July 19th, 2004

boots

violet

I have a distinct feeling of watching my life rather than participating in it at the moment. I don't know how much of this is due to the fact I've been spending most possible hours playing Pokemon rather than Dealing With Shit. Hrm. Probably most of it, actually.

Some rather unpleasant Life Shit is going to be going on this week, most of it not actually mine. That really is all I can say in an unfiltered entry :/ Sorry for the crypticism, but child protection issues.

And for me, because I'll probably need reminding:
I am not afraid
Violence can't hurt me
Violence is dead
Broken bones can heal
and broken glass won't alter
the words I put inside your head.
lego

apropos of not much

We really need a second laptop.

Since we got a house, it's become more difficult for Richard and I to sit together doing different stuff. Quite a big part of our relationship has been sitting in the same room each working or playing on our separate stuff, yet somehow being together - the two of us sitting at separate computers doing separate work but knowing either of us can read out a line from an irc window or web site, and the other one will get it. (As I mentioned) I've been playing a lot of games lately, so now that we have wireless networking, he's started using the laptop to read web forums & do code on, bringing it to whatever room I'm sitting in. Which is working a lot better than it ever did with the old wired card - he's getting quite used to the laptop and has mostly set up his profile the way he likes it. He doesn't even mind leaving me logged in if I want windows left open.
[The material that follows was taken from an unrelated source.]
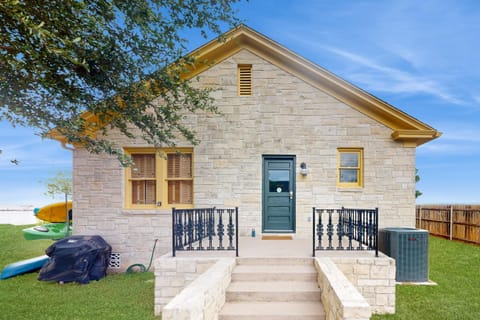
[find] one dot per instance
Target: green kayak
(52, 231)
The problem with this is that if he's using the laptop, I can't also use it. And I'm fairly dependent on it as a computer, because CRT monitors give me a headache after a few minutes (and even the laptop gives me a headache if I look at it too long). At least it doesn't flicker much, and I can make the text really tiny so it doesn't strain my eyes [*]. So if he's coding in the evening, I don't get to do lj.

And then I feel all lost and lonely, and think I have no people in my life and no one loves me, etc etc etc.

Hrm.

A solution that doesn't involve spending lots of money we don't really have... hrm... I'm sure we'll think of something.

Did I mention recently how wonderful Richard is? It is 2 o'clock in the morning, and he has brought me pasta, because I needed some :)

[*] unlike most geeks, I am long sighted.